On Monday, The Register published a story SPLASSHH! Tech giant IBM DIVE-BOMBS into all-flash array pool where IBM and its competitors commented on IBM’s announcement. I have to say it was quite interesting to see the vendors duke it out over their solutions. I wanted to jump into the conversation and share a perspective on what this means for customers.
All-flash arrays undoubtedly represent a major evolution in storage technology, and the finger-pointing and name calling by their vendors is a source of cheap entertainment (likely the only cheap part of the whole story!) But, as with so many past technology evolutions, the vendor focus on device features and functions distracts from the much bigger customer challenge – how to design, deploy, and support compute systems combining multiple types and flavors of devices from multiple vendors, while optimizing availability, performance, and cost. The emergence of faster flash arrays doesn’t magically solve this “systems integrator dilemma”; to the contrary, some of the inherent technology characteristics, especially at this relatively early stage of market maturity, make these challenges harder, not easier.
Customers looking to adopt all-flash arrays have to address 3 primary challenges:
1. Developing accurate cost/benefit analysis. One of the primary benefits of flash storage is performance, and the AFA vendors love their “vanity” benchmarks that universally tout eye-poppingly high IOPS numbers to prove that benefit. The reality, however, (as reflected in many of the vendors’ comments) is that those benchmark numbers are typically generated using much smaller than real-world exchange sizes, and further using the read/write balance, sequentiality, level of data compressibility, and other factors most favorable to that vendor’s product. (Which of course is in no way intended to suggest that a technology vendor would ever “cook” a benchmark!)
Your real-world workload doesn’t look much like the vendor’s benchmark workload. Your mileage not only *may* vary, it’s going to vary – in all likelihood very considerably – as a result. Having an accurate expectation about achievable performance for your specific workload is critical to being an informed consumer with a realistic cost/benefit justification. This is especially critical given the price premium that many vendors are asking for those performance benefits.
2. Validating vendor claims. Given the early state of this market segment and the often-conflicting claims thrown around by the vendors (as amply demonstrated in this article), it’s understandable that many customers want to put those claims to the test in their own labs before committing to purchase.
Gathering benchmark data to support an expensive purchase decision sounds like a great idea in theory.
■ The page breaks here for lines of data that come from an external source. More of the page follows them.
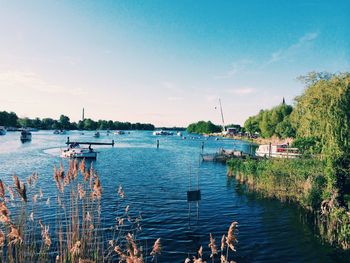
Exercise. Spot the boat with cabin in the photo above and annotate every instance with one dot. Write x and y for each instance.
(75, 150)
(26, 136)
(2, 130)
(162, 133)
(277, 151)
(119, 132)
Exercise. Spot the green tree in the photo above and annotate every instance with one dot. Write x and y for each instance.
(322, 112)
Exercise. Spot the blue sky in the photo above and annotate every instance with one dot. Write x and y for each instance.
(164, 62)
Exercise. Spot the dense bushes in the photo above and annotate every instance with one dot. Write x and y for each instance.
(302, 181)
(274, 122)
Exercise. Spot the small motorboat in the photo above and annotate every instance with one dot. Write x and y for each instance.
(119, 132)
(75, 151)
(26, 136)
(2, 130)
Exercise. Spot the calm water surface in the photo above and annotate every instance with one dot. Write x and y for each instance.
(156, 181)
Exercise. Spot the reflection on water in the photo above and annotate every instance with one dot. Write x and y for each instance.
(156, 182)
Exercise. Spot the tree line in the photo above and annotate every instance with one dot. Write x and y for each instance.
(207, 127)
(10, 119)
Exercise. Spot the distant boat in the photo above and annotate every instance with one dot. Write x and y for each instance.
(278, 151)
(161, 132)
(2, 130)
(119, 132)
(75, 151)
(26, 136)
(59, 132)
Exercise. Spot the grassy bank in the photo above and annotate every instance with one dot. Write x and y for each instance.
(74, 229)
(301, 181)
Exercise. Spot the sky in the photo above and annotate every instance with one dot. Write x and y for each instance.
(165, 62)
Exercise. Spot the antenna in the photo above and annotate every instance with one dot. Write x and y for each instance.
(222, 116)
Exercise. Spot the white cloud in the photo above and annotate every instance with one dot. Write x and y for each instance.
(241, 91)
(236, 67)
(289, 52)
(31, 81)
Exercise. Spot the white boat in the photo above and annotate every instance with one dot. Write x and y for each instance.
(2, 130)
(161, 132)
(26, 136)
(119, 132)
(75, 151)
(59, 132)
(277, 151)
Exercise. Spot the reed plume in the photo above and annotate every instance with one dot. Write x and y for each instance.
(2, 190)
(14, 236)
(212, 246)
(4, 213)
(157, 248)
(21, 188)
(231, 236)
(2, 238)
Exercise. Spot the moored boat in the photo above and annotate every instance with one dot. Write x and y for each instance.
(118, 132)
(2, 130)
(277, 151)
(26, 136)
(161, 132)
(75, 151)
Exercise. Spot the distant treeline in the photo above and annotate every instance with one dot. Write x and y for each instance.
(10, 119)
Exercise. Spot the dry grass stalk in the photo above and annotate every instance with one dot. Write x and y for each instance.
(14, 236)
(45, 234)
(2, 190)
(2, 238)
(212, 246)
(157, 248)
(200, 252)
(20, 187)
(97, 189)
(231, 236)
(75, 250)
(11, 193)
(4, 213)
(85, 261)
(121, 192)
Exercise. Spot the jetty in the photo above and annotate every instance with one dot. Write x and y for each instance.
(68, 142)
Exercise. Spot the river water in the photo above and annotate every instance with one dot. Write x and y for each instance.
(156, 182)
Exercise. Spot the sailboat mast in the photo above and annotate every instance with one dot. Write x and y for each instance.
(222, 116)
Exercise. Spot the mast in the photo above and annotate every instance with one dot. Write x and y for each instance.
(222, 117)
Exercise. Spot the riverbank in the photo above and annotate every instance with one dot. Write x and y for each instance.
(300, 181)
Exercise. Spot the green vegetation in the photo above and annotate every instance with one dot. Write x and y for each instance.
(76, 232)
(10, 119)
(320, 122)
(202, 127)
(273, 122)
(301, 181)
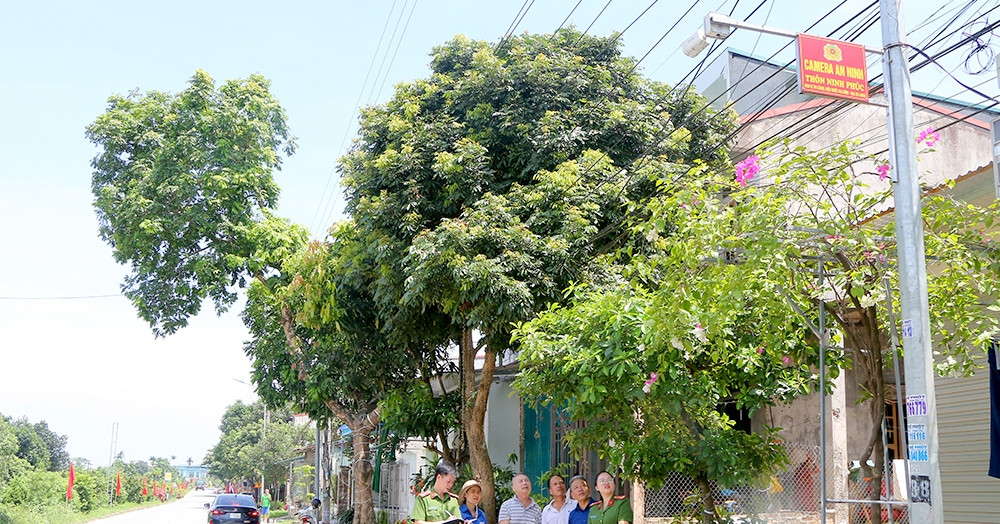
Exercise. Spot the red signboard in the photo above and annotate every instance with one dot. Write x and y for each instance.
(832, 68)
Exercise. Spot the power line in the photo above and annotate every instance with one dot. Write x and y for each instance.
(325, 202)
(81, 297)
(521, 13)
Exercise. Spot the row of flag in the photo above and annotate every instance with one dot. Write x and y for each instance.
(118, 484)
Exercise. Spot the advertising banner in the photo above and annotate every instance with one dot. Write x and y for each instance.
(832, 68)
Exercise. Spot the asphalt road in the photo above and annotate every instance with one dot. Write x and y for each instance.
(188, 510)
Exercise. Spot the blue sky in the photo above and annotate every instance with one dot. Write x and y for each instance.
(82, 364)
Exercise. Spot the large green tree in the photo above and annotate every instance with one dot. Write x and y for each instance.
(183, 188)
(184, 191)
(723, 308)
(487, 187)
(247, 448)
(317, 341)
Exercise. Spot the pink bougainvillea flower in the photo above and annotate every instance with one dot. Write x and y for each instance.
(747, 169)
(883, 171)
(929, 137)
(699, 333)
(649, 383)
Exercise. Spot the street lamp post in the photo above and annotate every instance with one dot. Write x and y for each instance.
(263, 441)
(923, 472)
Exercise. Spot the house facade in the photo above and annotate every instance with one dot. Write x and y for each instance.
(764, 96)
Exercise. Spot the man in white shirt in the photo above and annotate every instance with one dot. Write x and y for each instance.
(557, 511)
(521, 508)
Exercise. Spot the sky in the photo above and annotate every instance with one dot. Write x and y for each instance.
(72, 351)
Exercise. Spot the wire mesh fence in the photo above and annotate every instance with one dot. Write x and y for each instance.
(789, 497)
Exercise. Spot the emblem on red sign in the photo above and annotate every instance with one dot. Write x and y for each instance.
(832, 68)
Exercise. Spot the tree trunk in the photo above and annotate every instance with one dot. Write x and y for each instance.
(638, 502)
(361, 433)
(474, 399)
(707, 500)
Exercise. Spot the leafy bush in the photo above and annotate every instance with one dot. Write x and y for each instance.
(34, 488)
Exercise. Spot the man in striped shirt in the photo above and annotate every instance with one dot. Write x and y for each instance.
(521, 508)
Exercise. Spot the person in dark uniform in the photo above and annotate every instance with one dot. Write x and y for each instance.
(438, 505)
(610, 508)
(579, 491)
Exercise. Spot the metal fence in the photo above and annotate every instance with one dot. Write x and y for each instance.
(790, 497)
(393, 495)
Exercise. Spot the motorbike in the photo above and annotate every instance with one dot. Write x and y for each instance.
(308, 515)
(305, 516)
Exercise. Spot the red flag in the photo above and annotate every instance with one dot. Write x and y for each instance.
(69, 486)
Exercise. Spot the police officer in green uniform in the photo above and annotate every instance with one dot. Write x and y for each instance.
(440, 504)
(610, 508)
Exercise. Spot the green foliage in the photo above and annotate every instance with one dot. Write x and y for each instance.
(245, 447)
(35, 488)
(415, 412)
(485, 189)
(183, 189)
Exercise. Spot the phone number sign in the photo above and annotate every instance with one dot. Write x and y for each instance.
(832, 68)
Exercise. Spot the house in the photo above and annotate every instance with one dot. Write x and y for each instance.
(764, 96)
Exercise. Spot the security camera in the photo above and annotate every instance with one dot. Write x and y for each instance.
(695, 44)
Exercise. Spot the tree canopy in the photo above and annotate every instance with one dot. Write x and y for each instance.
(183, 188)
(486, 188)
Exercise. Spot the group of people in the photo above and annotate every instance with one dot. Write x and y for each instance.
(577, 506)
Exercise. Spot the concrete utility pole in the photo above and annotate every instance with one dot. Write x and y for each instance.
(921, 406)
(923, 472)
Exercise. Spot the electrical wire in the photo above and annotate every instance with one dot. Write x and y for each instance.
(571, 11)
(398, 44)
(512, 28)
(350, 125)
(594, 21)
(82, 297)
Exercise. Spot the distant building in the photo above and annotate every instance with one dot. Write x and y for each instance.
(192, 472)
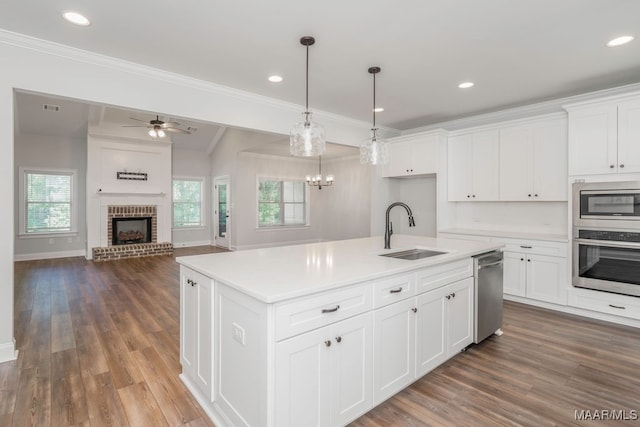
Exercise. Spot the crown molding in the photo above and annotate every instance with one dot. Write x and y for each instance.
(52, 48)
(527, 111)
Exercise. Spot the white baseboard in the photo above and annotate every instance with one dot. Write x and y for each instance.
(49, 255)
(192, 244)
(577, 311)
(8, 351)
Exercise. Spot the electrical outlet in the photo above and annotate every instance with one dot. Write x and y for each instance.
(238, 333)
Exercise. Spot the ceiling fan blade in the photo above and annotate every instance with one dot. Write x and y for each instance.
(177, 130)
(139, 120)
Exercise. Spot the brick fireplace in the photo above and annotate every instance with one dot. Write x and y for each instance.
(137, 239)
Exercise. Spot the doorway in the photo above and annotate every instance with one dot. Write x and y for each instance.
(221, 211)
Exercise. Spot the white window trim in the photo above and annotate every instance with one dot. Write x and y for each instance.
(307, 201)
(203, 216)
(22, 224)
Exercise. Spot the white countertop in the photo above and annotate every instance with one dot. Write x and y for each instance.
(280, 273)
(508, 234)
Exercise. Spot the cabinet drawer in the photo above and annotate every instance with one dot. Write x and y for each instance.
(539, 247)
(393, 289)
(603, 302)
(440, 275)
(305, 314)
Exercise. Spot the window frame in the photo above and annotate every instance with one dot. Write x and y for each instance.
(307, 204)
(23, 171)
(202, 223)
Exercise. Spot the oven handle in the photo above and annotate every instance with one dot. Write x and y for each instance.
(610, 243)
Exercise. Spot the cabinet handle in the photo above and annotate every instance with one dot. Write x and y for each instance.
(330, 310)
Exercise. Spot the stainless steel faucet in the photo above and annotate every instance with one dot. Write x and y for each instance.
(388, 227)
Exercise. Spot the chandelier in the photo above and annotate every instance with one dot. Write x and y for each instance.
(316, 180)
(307, 137)
(374, 150)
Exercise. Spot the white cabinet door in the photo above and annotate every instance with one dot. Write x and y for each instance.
(629, 136)
(460, 315)
(394, 347)
(549, 161)
(431, 341)
(593, 136)
(516, 163)
(196, 335)
(351, 368)
(514, 280)
(302, 380)
(324, 377)
(546, 278)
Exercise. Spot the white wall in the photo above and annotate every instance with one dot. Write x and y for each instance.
(102, 80)
(56, 153)
(194, 164)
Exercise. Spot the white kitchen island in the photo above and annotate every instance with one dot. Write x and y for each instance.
(318, 334)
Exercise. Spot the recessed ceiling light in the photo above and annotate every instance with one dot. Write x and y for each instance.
(76, 18)
(619, 41)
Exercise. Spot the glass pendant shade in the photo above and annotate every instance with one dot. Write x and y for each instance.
(374, 150)
(307, 138)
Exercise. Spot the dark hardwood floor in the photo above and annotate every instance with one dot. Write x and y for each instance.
(99, 346)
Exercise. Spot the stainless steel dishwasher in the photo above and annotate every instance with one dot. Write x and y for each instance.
(488, 271)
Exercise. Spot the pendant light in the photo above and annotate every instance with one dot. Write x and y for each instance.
(373, 150)
(316, 180)
(307, 137)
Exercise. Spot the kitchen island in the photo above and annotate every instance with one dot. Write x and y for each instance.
(318, 334)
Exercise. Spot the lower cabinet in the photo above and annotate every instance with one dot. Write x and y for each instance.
(414, 336)
(196, 329)
(324, 377)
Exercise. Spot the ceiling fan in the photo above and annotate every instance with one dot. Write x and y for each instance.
(158, 128)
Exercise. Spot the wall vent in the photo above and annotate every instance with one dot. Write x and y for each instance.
(50, 107)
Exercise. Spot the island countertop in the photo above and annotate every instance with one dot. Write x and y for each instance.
(280, 273)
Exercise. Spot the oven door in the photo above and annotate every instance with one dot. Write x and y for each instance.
(610, 266)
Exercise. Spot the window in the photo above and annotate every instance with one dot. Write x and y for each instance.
(187, 203)
(48, 204)
(281, 202)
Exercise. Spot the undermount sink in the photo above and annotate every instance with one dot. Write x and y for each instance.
(412, 254)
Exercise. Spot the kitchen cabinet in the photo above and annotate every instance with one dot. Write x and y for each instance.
(196, 329)
(473, 172)
(533, 161)
(412, 155)
(536, 270)
(414, 336)
(604, 137)
(324, 377)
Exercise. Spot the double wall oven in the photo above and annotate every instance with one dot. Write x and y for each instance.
(606, 236)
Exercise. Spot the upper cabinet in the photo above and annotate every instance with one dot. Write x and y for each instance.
(533, 161)
(413, 155)
(473, 166)
(524, 160)
(604, 137)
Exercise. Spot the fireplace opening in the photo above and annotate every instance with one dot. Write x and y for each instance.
(126, 231)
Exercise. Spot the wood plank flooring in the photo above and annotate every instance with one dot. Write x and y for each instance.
(99, 347)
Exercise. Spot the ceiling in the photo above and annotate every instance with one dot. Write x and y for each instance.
(516, 52)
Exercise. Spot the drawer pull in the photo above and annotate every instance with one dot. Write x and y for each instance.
(330, 310)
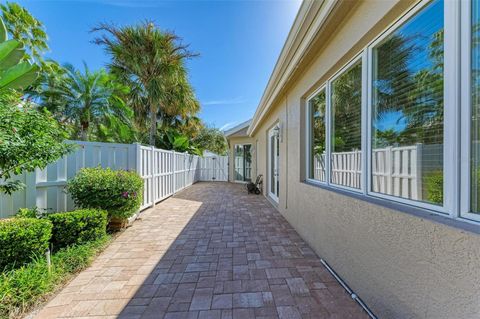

In practice, however, executing a high-IOPS benchmark accurately and repeatably across multiple vendor offerings is a distinctly non-trivial undertaking, involving multiple hardware and software components set up with a whole bunch (to use the correct technical descriptor) of parameters. The test configuration and execution have to be closely monitored to ensure that the load test setup actually generates the desired I/O pattern, that the infrastructure is optimally tuned, that conditions don’t vary from run to run, and of course that the vendor-reported performance numbers are accurate.
Inaccuracy and variability in this process serve no one’s interests. Customers certainly don’t want their decisions guided by flawed data, and vendors want their products to reliably exhibit the best possible performance. Until the market matures, however, to the point where vendors can and will provide defensible performance numbers for the broad mix of real-world workloads, benchmarking will continue to be prerequisite in many purchase decisions.
3. Delivering production performance. Bolting an all-flash array into the existing production environment and achieving anything approaching the performance measured in the pristine, isolated lab environment is an even less trivial undertaking. There are a plethora of host and fabric conditions that have to be satisfied to realize high I/O performance across the entire customer-integrated system – literally from the flash cells in the array into host RAM on the host.
Monitoring, tuning, and controlling these conditions as the entire system changes around them is fundamental to ensuring consistent system performance. Yet in many of the production environments that we have assessed, these conditions are so imbalanced that the addition of significantly faster storage (which, ironically, is often the storage vendor’s universal prescription for “whatever ails the SAN”) would actually have made the entire system significantly slower. As Fibre Channel has only rudimentary flow control, the SAN as a system works best when request and response rates are well-balanced between hosts and storage; making any one part of the system much faster can badly upset that balance and result in conditions such as buffer-credit starvation and head-of-line blocking backing up across ISLs that badly impact overall performance and availability.
The only customer outcome worse than buying an expensive array that proves to be much less fast than expected would be for that array to impact the performance and/or availability of the entire production environment into which it is deployed.